Helping Convicts Become Productive with Clear Eyes


I should begin by noting that, to the extent that John Hill fully captures it in his Providence Journal article, I support programs like OpenDoors’s “9 Yards.”  That said, even with programs on which there is broad agreement, somebody has to make sure the public is reviewing its success honestly.  To that end, this data ought to raise questions for the careful reader:

The OpenDoors report tracked how 50 parolees who went through the program in its first three years fared in their first year out of prison, compared to 51 parolees who didn’t.

In that first year after release, 27 percent of 9 Yards participants reoffended and were sentenced, versus 38 percent for those in the control group. Six percent of 9 Yards inmates were convicted of new felonies, compared to 21 percent of the control group.

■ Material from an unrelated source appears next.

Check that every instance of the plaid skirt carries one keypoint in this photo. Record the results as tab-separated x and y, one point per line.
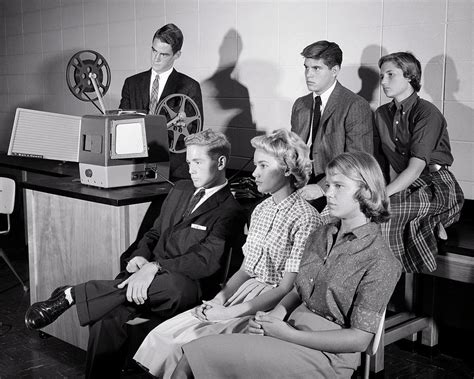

The question not answered is whether the ones signing up for the program were just more likely not to re-offend to begin with.  If that’s the case, then the study really doesn’t tell us much of anything, and the news article risks being mere boosterism.

Although the numbers of participants appears to be different than what Hill reports, it looks like this is the report, and it notes that, while there was an initial screening process for eligible participants, selection into 9 Yards was random.  So, there is no “selection bias” based simply on who entered the program and who didn’t.

In other words, the good news is indeed good.

  • Rhett Hardwick

    One wonders about the “randomness”. For instance, mere age tends to the reduce the violence of “violent criminals”. So, criminals in for a long time, might “age” in the prison. Rendering them less like to commit “violent” offenses.